Elaine is a TypeScript library designed for crafting chatbots and conversational interfaces on Node and Edge runtimes, leveraging the OpenAI Chat Completion API.
This project aims to cover a wide spectrum of requirements. While beginners should find it easy and straightforward, seasoned developers should also benefit from its sophisticated features.
- Stream-first: Embracing a stream-first approach ensures that Elaine is incredibly efficient and scalable, especially in modern Edge/v8 environments.
- Function integration out of the box: Effortlessly register functions for the bot, amplifying its capabilities. This seamless integration comes complete with built-in typing and validation.

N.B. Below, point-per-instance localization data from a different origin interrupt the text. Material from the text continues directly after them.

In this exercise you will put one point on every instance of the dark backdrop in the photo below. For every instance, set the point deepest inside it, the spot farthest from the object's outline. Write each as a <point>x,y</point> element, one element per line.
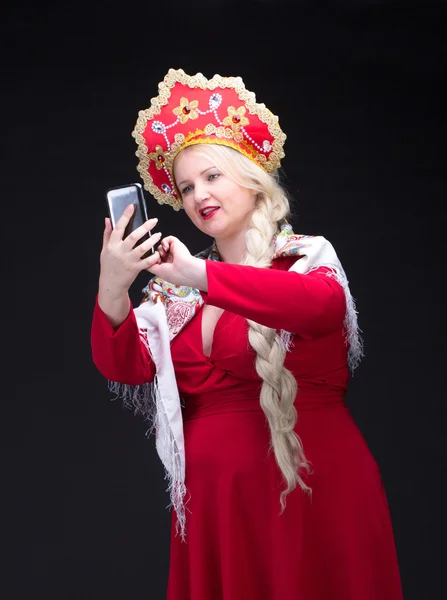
<point>358,88</point>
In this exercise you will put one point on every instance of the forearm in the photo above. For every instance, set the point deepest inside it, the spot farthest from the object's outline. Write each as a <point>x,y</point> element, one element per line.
<point>115,304</point>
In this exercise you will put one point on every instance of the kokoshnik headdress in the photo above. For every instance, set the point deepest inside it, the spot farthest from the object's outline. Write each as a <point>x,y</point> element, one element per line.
<point>193,110</point>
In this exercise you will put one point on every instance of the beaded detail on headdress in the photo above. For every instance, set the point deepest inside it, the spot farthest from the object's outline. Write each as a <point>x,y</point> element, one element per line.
<point>193,110</point>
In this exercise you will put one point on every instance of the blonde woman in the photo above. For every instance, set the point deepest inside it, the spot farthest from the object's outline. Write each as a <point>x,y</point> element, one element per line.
<point>240,357</point>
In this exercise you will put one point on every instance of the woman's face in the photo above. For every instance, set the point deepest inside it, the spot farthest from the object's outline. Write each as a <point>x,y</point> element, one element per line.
<point>215,204</point>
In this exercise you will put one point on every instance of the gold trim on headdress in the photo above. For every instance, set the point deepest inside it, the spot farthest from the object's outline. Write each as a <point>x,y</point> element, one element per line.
<point>232,131</point>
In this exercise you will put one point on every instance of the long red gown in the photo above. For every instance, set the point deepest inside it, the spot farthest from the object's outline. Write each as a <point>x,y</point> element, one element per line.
<point>335,545</point>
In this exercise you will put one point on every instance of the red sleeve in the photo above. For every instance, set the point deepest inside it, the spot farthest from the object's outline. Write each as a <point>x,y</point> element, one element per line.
<point>310,305</point>
<point>119,354</point>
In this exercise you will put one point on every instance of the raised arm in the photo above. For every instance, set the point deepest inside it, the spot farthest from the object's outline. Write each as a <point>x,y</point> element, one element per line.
<point>310,305</point>
<point>117,350</point>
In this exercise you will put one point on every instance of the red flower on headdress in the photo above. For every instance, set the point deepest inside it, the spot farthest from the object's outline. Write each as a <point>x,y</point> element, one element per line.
<point>159,156</point>
<point>228,115</point>
<point>186,110</point>
<point>236,118</point>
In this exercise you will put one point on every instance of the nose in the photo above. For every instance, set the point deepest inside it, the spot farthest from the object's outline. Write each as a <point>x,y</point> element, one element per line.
<point>201,192</point>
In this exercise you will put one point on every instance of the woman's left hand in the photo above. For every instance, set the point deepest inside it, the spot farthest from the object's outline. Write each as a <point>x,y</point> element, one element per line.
<point>178,266</point>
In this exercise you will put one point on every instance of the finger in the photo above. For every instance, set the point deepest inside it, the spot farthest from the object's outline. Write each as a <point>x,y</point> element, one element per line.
<point>167,242</point>
<point>136,235</point>
<point>123,221</point>
<point>141,249</point>
<point>107,232</point>
<point>149,262</point>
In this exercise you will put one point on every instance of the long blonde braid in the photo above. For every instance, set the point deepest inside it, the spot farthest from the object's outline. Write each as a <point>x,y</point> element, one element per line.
<point>279,387</point>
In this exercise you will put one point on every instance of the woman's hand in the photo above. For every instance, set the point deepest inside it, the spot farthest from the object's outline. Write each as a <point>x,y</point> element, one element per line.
<point>120,261</point>
<point>178,266</point>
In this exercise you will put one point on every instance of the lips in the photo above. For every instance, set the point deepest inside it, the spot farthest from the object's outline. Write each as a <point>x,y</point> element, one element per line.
<point>208,211</point>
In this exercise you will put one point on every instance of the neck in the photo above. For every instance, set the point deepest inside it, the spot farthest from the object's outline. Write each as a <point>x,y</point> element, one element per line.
<point>232,250</point>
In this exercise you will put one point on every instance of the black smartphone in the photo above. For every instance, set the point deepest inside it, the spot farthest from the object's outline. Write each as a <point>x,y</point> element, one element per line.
<point>121,196</point>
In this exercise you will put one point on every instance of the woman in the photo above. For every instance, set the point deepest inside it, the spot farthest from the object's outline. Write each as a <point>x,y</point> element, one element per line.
<point>274,489</point>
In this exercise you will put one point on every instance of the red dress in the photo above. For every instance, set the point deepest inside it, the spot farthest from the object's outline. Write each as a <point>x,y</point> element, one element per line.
<point>336,545</point>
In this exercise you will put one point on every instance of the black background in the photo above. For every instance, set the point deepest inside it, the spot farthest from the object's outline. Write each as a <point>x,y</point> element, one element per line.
<point>358,88</point>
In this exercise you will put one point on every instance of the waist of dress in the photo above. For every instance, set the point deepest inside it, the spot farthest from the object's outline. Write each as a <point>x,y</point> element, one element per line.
<point>218,402</point>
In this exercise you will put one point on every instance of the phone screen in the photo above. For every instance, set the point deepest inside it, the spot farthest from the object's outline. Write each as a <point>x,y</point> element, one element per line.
<point>118,198</point>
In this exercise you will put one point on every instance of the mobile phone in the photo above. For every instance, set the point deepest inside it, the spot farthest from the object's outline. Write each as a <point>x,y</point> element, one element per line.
<point>118,198</point>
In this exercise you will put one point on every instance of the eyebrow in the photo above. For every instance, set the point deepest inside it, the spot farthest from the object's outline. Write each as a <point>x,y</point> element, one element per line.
<point>202,173</point>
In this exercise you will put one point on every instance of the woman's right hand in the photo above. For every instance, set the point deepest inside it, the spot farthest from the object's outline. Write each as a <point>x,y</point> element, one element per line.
<point>120,261</point>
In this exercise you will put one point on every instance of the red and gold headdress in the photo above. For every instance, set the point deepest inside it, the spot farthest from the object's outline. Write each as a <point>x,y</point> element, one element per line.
<point>194,110</point>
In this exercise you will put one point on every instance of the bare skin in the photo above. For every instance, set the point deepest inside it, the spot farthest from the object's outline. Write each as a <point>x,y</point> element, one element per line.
<point>202,185</point>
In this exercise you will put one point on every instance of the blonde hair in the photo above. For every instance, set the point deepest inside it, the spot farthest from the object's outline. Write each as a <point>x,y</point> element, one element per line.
<point>279,386</point>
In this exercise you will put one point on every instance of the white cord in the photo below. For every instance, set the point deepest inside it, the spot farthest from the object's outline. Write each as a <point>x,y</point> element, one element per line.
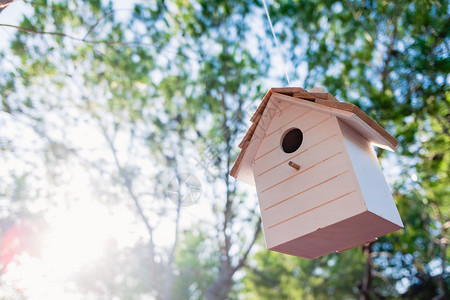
<point>276,41</point>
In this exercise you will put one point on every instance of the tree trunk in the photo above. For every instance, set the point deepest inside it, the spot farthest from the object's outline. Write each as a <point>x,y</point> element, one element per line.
<point>221,287</point>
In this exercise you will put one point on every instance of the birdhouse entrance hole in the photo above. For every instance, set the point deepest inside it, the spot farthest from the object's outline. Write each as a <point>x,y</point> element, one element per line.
<point>292,140</point>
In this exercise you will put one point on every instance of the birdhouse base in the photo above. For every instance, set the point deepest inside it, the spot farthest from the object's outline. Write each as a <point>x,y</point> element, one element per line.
<point>341,236</point>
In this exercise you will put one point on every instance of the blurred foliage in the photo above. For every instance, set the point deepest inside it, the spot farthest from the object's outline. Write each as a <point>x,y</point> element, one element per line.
<point>178,79</point>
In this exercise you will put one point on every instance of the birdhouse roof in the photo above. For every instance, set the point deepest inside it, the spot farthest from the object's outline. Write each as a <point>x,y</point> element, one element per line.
<point>319,101</point>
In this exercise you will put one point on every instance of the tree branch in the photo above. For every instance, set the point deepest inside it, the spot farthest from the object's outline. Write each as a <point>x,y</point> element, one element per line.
<point>256,233</point>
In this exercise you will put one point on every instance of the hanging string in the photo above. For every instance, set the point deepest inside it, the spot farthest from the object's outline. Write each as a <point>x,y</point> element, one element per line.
<point>276,42</point>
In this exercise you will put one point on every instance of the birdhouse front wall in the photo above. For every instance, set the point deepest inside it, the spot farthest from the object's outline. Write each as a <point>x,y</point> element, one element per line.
<point>322,192</point>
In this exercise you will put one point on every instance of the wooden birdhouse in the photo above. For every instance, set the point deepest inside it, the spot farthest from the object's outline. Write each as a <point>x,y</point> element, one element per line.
<point>319,183</point>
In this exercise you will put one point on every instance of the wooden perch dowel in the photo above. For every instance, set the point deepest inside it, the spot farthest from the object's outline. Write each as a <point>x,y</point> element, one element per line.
<point>294,165</point>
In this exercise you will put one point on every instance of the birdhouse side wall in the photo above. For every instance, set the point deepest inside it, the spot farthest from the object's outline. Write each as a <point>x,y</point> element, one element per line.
<point>322,192</point>
<point>375,190</point>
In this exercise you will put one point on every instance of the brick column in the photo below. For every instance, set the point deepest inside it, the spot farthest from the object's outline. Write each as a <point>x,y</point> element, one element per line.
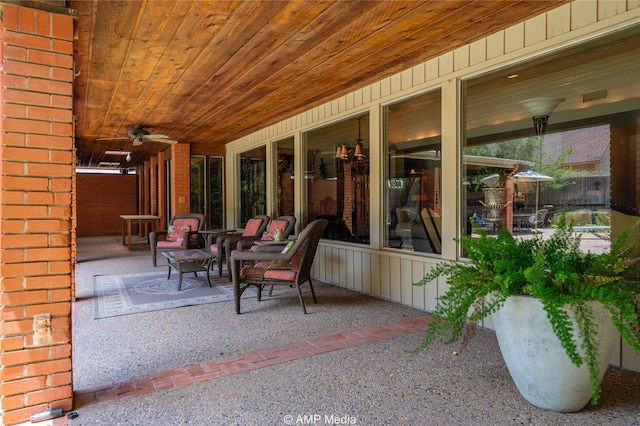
<point>180,178</point>
<point>36,161</point>
<point>162,187</point>
<point>153,185</point>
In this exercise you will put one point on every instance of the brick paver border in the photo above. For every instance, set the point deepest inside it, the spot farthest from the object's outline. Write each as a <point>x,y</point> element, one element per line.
<point>209,370</point>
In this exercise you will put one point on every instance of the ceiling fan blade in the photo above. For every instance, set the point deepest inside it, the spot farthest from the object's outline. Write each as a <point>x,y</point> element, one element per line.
<point>113,139</point>
<point>169,141</point>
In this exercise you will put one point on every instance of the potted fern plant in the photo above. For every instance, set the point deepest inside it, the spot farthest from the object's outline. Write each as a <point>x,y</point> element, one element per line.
<point>577,297</point>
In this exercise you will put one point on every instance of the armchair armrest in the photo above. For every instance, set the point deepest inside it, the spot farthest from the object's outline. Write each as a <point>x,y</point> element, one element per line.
<point>156,236</point>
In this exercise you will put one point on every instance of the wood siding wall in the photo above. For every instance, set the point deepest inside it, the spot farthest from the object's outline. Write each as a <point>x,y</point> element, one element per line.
<point>101,199</point>
<point>388,273</point>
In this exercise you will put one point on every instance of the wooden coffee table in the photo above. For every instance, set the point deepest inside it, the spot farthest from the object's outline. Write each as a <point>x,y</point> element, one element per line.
<point>188,261</point>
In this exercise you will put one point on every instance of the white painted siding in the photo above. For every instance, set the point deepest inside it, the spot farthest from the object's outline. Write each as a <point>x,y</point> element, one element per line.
<point>388,273</point>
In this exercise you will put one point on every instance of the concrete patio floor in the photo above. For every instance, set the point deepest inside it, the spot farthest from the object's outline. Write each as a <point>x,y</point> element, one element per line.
<point>343,363</point>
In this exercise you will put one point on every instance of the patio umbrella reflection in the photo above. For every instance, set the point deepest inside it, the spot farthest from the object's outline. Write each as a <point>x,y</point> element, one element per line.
<point>533,176</point>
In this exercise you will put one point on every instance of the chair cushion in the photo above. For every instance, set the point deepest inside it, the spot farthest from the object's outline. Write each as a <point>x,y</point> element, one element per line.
<point>287,248</point>
<point>275,224</point>
<point>193,223</point>
<point>252,227</point>
<point>169,244</point>
<point>280,274</point>
<point>176,232</point>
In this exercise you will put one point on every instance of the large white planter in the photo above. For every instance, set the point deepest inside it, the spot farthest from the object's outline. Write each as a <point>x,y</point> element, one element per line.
<point>537,362</point>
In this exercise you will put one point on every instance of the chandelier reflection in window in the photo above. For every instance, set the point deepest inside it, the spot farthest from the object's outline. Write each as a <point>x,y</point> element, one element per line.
<point>354,156</point>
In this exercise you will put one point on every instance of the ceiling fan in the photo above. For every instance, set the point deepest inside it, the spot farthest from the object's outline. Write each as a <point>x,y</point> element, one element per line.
<point>139,135</point>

- Conversation history: Automatic conversation history management right out of the box, storing interactions in-memory for quick access. You can also integrate it with your custom message store.
$ npm i elaine
// bot.mjs
import elaine from "elaine";
const bot = elaine();
const response = await bot.read("Write some story about a cat in just 3 sentences.");
const text = await response.text();
console.log(text);
$ OPENAI_API_KEY=<your key> node bot.mjs
Once upon a time, a curious tabby cat named Whiskers set out on an adventure through the bustling city streets. As he wandered from alley to alley, he encountered friendly shopkeepers, playful children, and even a mischievous squirrel that led him on a chase. Exhausted but content, Whiskers finally returned home, his heart filled with the unforgettable tales of his feline escapade.
Elaine returns a stream by default.
const bot = elaine();
const response = await bot.read("Hello!");
for await (const chunk of response) {
process.stdout.write(chunk);
}
Elaine makes it easy to use functions:
import { z } from "zod";
bot.function({
name: "GetTemperature",
description: "Get the current temperature in the given location",
schema: z.object({ location: z.string() }),
onCall: ({ location }) => "25C",
});
const response = await bot.read("Is it too hot in Miami right now?");
console.log(await response.text());
// The current temperature in Miami is 25°C
Elaine has in-memory conversation history out of the box.
let response = await bot.read("Hello, what's my name?");
console.log(await response.text());
// I'm sorry, but I am an AI language model and I do not have access to personal information.
response = await bot.read("My name is Luis");
console.log(await response.text());
// Hello Luis! How can I assist you today?
response = await bot.read("What's my name?");
console.log(await response.text());
// Your name is Luis.
You can configure your own message store:
import { MessageStore } from "elaine";
class DbMessageStore implements MessageStore {
async add(message: ChatCompletionMessage): Promise<void> {
// save the message to db
}
async get(): Promise<ChatCompletionMessage[]> {
// get all messages from db
}
async clear(): Promise<void> {
// delete all messages from db
}
}
const bot = elaine({
messageStore: new DbMessageStore(),
});
import { Temperature } from "elaine";
import { createWriteStream } from "node:fs";
import { Readable } from "node:stream";
const bot = elaine({
model: "gpt-3.5-turbo-16k",
instructions:
"Write the title of the given document, summarize it and give your opinion about it.",
temperature: Temperature.Consistent,
});
const article = await fetch("https://uist.acm.org/uist2002/files/SOSPadvice.txt");
const summary = await bot.read(await article.text());
const outputFile = createWriteStream("summarized.txt");
await Readable.from(summary).pipe(outputFile);
Useful for advanced customizations or for unit testing:
import { OpenAI } from "openai";
const client = new OpenAI();
const bot = elaine({
client,
params: {
max_tokens: 20,
},
});
const response = await bot.talk();
for await (const chunk of response) {
process.stdout.write(chunk);
}
You can check full code of the above examples and more in the ./examples directory.
The source code for the site is licensed under the MIT license, which you can find in the LICENSE.txt file.